PHOTO PHILIPPE WOJAZER, REUTERS

Mesure rarissime permettant notamment des restrictions de circulation et des perquisitions administratives, l'état d'urgence avait été décrété vendredi soir après les attentats.

Le chef de l'État a annoncé 8.500 nouveaux postes dans la sécurité et la justice, et souhaité que la déchéance de nationalité puisse être étendue aux binationaux «nés français» en cas de terrorisme, une revendication de la droite.

Lundi soir, une source gouvernementale a en outre indiqué à l'AFP que l'exécutif voulait que les Français revenant de Syrie soient soumis à «un visa de retour» et puissent se voir imposer «des conditions de surveillance draconiennes à leur retour», comme une «assignation à résidence».

L'enquête avance 

Lundi, l'enquête s'est accélérée, notamment du côté des ramifications belges. Deux suspects ont été inculpés à Bruxelles mais une vaste opération policière dans la commune populaire bruxelloise de Molenbeek n'a pas permis d'appréhender un suspect-clé, Salah Abdeslam, toujours traqué.

C'est ce jeune homme de 26 ans qui a loué une Polo noire, immatriculée en Belgique, retrouvée garée devant la salle de spectacle du Bataclan, où 89 personnes ont péri.

Les attentats ont été «décidés, planifiés en Syrie, organisés en Belgique», et «perpétrés avec des complicités françaises», a résumé M. Hollande.

Cinq des sept kamikazes ont été identifiés. Quatre d'entre eux sont des Français, âgés de 20 à 31 ans, et au moins trois auraient séjourné en Syrie au cours des dernières années.

Omar Ismaïl Mostefai et Samy Amimour, qui seraient tous deux passés par la Syrie, sont morts au Bataclan. Bilal Hadfi, un Français, et un autre kamikaze auprès de qui un passeport syrien au nom d'Ahmad al-Mohammad a été retrouvé, font partie des trois hommes qui se sont faits exploser près du Stade de France, au nord de Paris.

Le cinquième homme identifié est Brahim Abdeslam, frère de Salah Abdeslam, qui s'est fait exploser devant un café sur un boulevard de l'Est parisien.

Les enquêteurs s'intéressent par ailleurs à Abdelhamid Abaoud, Belge de 28 ans, déjà considéré comme le cerveau d'attaques déjouées en janvier à Verviers en Belgique. Soupçonné d'être un membre très actif du groupe EI, résidant en Syrie, l'homme, qui a aussi séjourné à Molenbeek, était en contact avec au moins un des frères Abdeslam.
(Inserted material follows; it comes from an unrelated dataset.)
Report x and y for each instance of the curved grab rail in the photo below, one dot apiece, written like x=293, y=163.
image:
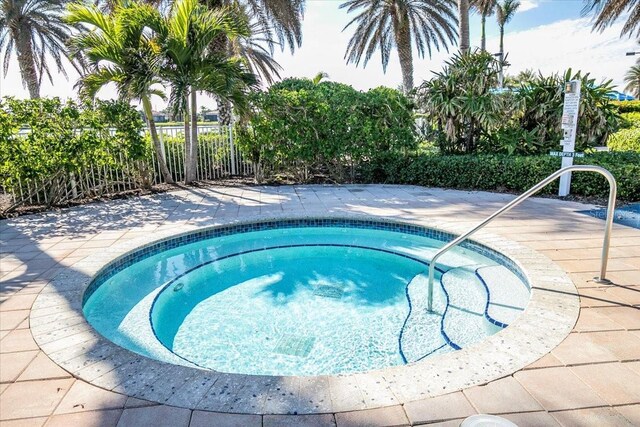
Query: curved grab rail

Par ailleurs, la découverte par les enquêteurs français que les empreintes d'un des kamikazes correspondaient avec celles d'un homme contrôlé le mois dernier en Grèce, dans un flux de migrants, a commencé à susciter des déclarations anti-migrants.

Les «terroristes ont exploité les migrations de masse» en cours depuis des mois vers l'UE, a estimé le Premier ministre populiste hongrois Viktor Orban, défendant le droit des Européens à «l'autodéfense».

Au G20 en Turquie, le président américain Barack Obama a appelé à éviter les amalgames entre «réfugiés» et «terrorisme»: «Les gens qui fuient la Syrie sont ceux qui souffrent le plus du terrorisme (...) Il est très important que nous ne fermions pas nos coeurs aux victimes d'une telle violence».